We have not discussed it. And it is a phenomenal thought. America has not enjoyed the experience of a man child growing up in the White House for greater than a century.
I do not include John F. Kennedy, Jr. in my thoughts because he was merely a toddler when his father was assassinated. We have to look back at the legacy of Theodore Roosevelt, a man who took the White House and the world by storm when setting up house with his wife, two daughters, and four rambunctious boys.
I contend that this boy in the White House, Barron Trump, will facilitate a needed cultural shift back to an appreciation of manhood…. real manhood.
For years we have endured the girls in the White House. We have endured fashionable images, girl’s parties, girls off to college, and the occasional wedding. The whole thing has become predictably boring.

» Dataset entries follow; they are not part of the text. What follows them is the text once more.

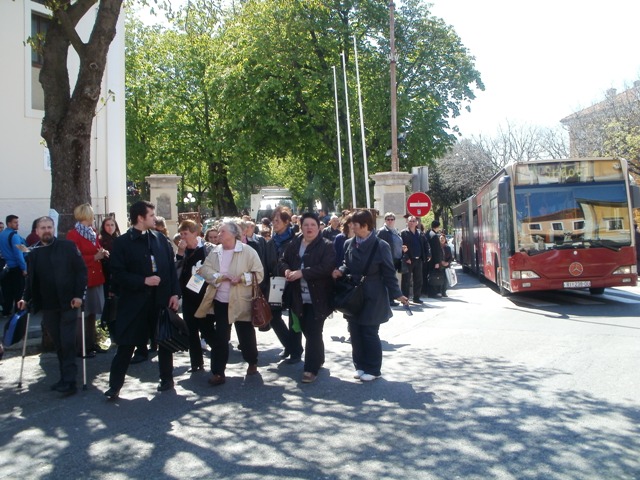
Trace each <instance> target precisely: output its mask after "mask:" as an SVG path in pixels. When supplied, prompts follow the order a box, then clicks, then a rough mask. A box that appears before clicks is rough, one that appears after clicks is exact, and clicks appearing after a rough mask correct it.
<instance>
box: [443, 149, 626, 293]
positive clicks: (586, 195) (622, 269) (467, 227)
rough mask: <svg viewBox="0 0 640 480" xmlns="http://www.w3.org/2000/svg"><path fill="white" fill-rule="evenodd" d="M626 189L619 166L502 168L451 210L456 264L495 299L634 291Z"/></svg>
mask: <svg viewBox="0 0 640 480" xmlns="http://www.w3.org/2000/svg"><path fill="white" fill-rule="evenodd" d="M633 188H635V189H637V187H635V186H633ZM631 189H632V186H631V185H630V177H629V173H628V168H627V162H626V160H622V159H611V158H584V159H566V160H544V161H532V162H516V163H512V164H509V165H507V166H506V167H504V168H503V169H502V170H501V171H500V172H498V173H497V174H496V175H495V176H494V177H493V178H492V179H491V180H490V181H489V182H488V183H486V184H485V185H484V186H483V187H482V188H481V189H480V191H479V192H478V193H477V194H476V195H474V196H472V197H470V198H468V199H467V200H465V201H464V202H462V203H460V204H459V205H456V206H455V207H454V209H453V216H454V225H455V245H456V253H457V260H458V262H459V263H461V264H462V266H463V270H464V271H469V270H471V271H473V272H475V273H477V274H478V275H480V276H483V277H485V278H486V279H488V280H490V281H492V282H494V283H495V284H496V285H498V287H499V288H500V293H502V294H507V293H508V292H514V293H515V292H526V291H534V290H561V289H575V288H589V289H590V291H591V293H592V294H602V293H603V292H604V289H605V288H606V287H613V286H631V285H636V283H637V278H638V274H637V273H638V272H637V266H636V251H635V235H634V223H633V215H632V202H631V195H630V194H631V191H632V190H631Z"/></svg>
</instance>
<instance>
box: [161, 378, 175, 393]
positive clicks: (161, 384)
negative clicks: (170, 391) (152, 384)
mask: <svg viewBox="0 0 640 480" xmlns="http://www.w3.org/2000/svg"><path fill="white" fill-rule="evenodd" d="M167 390H173V380H160V385H158V391H159V392H166V391H167Z"/></svg>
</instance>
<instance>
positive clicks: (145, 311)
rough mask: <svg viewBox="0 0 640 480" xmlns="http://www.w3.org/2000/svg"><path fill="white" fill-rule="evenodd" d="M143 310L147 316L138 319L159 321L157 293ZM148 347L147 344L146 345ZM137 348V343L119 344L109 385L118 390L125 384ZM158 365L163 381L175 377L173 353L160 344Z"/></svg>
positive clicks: (116, 353)
mask: <svg viewBox="0 0 640 480" xmlns="http://www.w3.org/2000/svg"><path fill="white" fill-rule="evenodd" d="M143 312H145V313H146V318H141V319H139V320H138V321H142V322H145V323H146V324H147V325H150V324H151V323H152V322H154V321H155V323H157V322H158V314H159V313H160V308H159V307H158V306H156V304H155V295H151V296H149V297H147V301H146V304H145V308H144V309H143ZM145 348H146V345H145ZM135 349H136V345H131V344H122V345H118V350H117V351H116V355H115V356H114V357H113V360H112V361H111V371H110V373H109V387H111V388H114V389H116V390H120V389H121V388H122V386H123V385H124V379H125V376H126V375H127V370H128V369H129V365H130V364H131V357H132V356H133V351H134V350H135ZM158 366H159V368H160V380H161V381H163V382H166V381H170V380H172V379H173V353H171V351H170V350H167V349H166V348H164V347H162V346H160V347H159V348H158Z"/></svg>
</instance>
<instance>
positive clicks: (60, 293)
mask: <svg viewBox="0 0 640 480" xmlns="http://www.w3.org/2000/svg"><path fill="white" fill-rule="evenodd" d="M53 229H54V223H53V220H52V219H51V218H50V217H41V218H39V219H38V220H37V221H36V233H37V234H38V236H39V237H40V242H39V243H38V244H36V248H34V249H33V250H32V251H31V253H29V265H28V270H27V271H28V274H27V282H26V287H25V290H24V295H23V297H22V299H21V300H20V301H19V302H18V308H19V309H21V310H24V309H25V308H26V307H27V305H28V306H29V310H30V311H31V312H32V313H37V312H39V311H42V317H43V324H44V328H45V329H46V330H47V332H48V333H49V335H50V336H51V338H52V340H53V343H54V345H55V348H56V353H57V355H58V362H59V368H60V379H59V381H58V382H57V383H55V384H53V385H52V386H51V390H55V391H57V392H60V393H62V394H63V396H68V395H73V394H74V393H76V392H77V387H76V377H77V374H78V367H77V365H76V322H77V317H78V310H77V309H78V308H80V307H81V306H82V299H83V298H84V294H85V290H86V288H87V267H86V266H85V264H84V261H83V260H82V257H81V256H80V253H79V252H78V249H77V248H76V246H75V244H74V243H73V242H70V241H67V240H58V239H57V238H56V237H55V236H54V231H53ZM25 336H26V332H25ZM23 360H24V358H23Z"/></svg>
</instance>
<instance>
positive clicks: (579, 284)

What we have not experienced is a little boy playing a sport, chasing a dog across the White House lawn, or cutting lose with a healthy string of adolescent cuss words. What we have not enjoyed is a ten year old boy shaking the hand of Vladimir Putin and announcing “pull my finger” as he lets loose a healthy dose of gas.
Fart jokes in the White House! I can hardly wait!
Our popular media culture has caused a societal drift toward the emasculation of manhood. If I see one more commercial where an emasculated male screams like a little girl, I am going to choke like Mitt Romney. If I must endure one more ad where a father dresses up in a fairy costume to attend his daughter’s birthday party with “What a man…” playing in the background I am going to flee the state.
The nicest thing my father ever did for me was to buy me a beautiful dress. But he did not wear it.
Get ready for the First Son in the White House. And hold onto your hats for the Trump boys within the halls of our seat of power. Eric and Donald, Jr. are confident men. Marlboro men in nice suits. Killer instincts but with a gentleman’s heart.
Barron Trump? I can only hope that in a couple of years we awaken to the earth shattering news that Barron has been caught with a copy of “Playboy” under his mattress and that he has short-sheeted the bedding in the Lincoln bedroom prior to the occupancy of a head of state.
Long live manhood! A Trump presidency will bring a restoration of honor to the concept of what it means to be a real man.